Шрифт:
И я еще больше разозлился на всех – кроме детей.
Кроме тех, кто остался там, в лесном поселении. Кто с таким страстным интересом лазил по моему катеру, и залезал в него, и хватался за разные принадлежности, и жужжал, и просил меня покатать их. Хотя, помнится, нет, покатать не просили. Но мне все равно очень хотелось покатать их. Или хоть просто увидеть.
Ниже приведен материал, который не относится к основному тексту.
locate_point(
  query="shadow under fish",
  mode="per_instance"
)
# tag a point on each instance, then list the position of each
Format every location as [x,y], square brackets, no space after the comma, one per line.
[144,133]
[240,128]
Глядеть на них и знать, что будущему их ничто не грозит: они будут жить, а уж как – об этом они подумают сами.
Я мог сейчас не долететь до корабля, мог рассыпаться на куски на ходу. Но не мог не драться до последнего за детей. За всех детей – и этой планеты, и Земли, и за всех, сколько бы их ни было во Вселенной.
И я сказал катеру:
– А ну-ка давай нажмем, Миша…
Так я называл его, когда мы были наедине.
И мы с ним дали.
Планета осталась далеко внизу. Она уменьшалась стремительно, и уж, конечно, ни при каком увеличении на ней не различить было ни ребятишек, ни Анну, которая меня не любила, но не делалась от этого хуже и еще должна была найти в жизни свое, настоящее – а для этого ей надо было жить; нельзя было различить и людей Уровня, и людей из Леса, и Хранителей, и моих товарищей, которые, как и я сам, наверное, не были виноваты в том, что родились тогда, когда родились, и думали так, как их учили, а не иначе. Не было видно никого, но я знал, что все они там.
Планета осталась справа внизу, корабль успел уйти далеко вперед, и я даже не знал, настигаю ли его, или так и буду догонять, пока не кончится топливо. Планета глядела на меня уже другим полушарием, и все люди, что находились на ней, если и смотрели сейчас вверх, то видели другую часть Галактики – ту, где меня не было. Но мне казалось, что они смотрят именно на меня, и машут, и желают мне успеха.
Я выжимал из техники все, что можно и чего нельзя было, машина работала на расплав, катер дрожал от перенапряжения, и я дрожал тоже, и знал, что если мы не спасем этих людей, всех, сколько бы их ни было, сто тысяч, миллион или десять миллионов, – если мы не спасем их, то это будет моя вина, потому что, значит, я не сделал всего, что можно и нужно было сделать.
И я никогда не услышу больше приглушенный голос, говорящий:
– Знаешь, я, кажется… счастлива.
И звонкие голоса детей.
Но на такой конец я не был согласен.
Все было на пределе. Миша предостерегающе гудел, как будто укорял меня в неосторожности и жестоком к нему, катеру, отношении. И я сказал ему:
– Нет, я не сторож брату моему. Но я ему защитник. И брату моему, и сыну моему, и моей любви. Потому что иначе я недостоин ни брата, ни сына, ни любви. Так что не будем жалеть себя; в тот миг, когда мы пожалеем себя, мы лишимся права на уважение. А я не хочу этого…
А больше я не сказал ничего, потому что далеко-далеко по курсу мы с ним увидели огни корабля, и нам показалось, что жизнь еще впереди.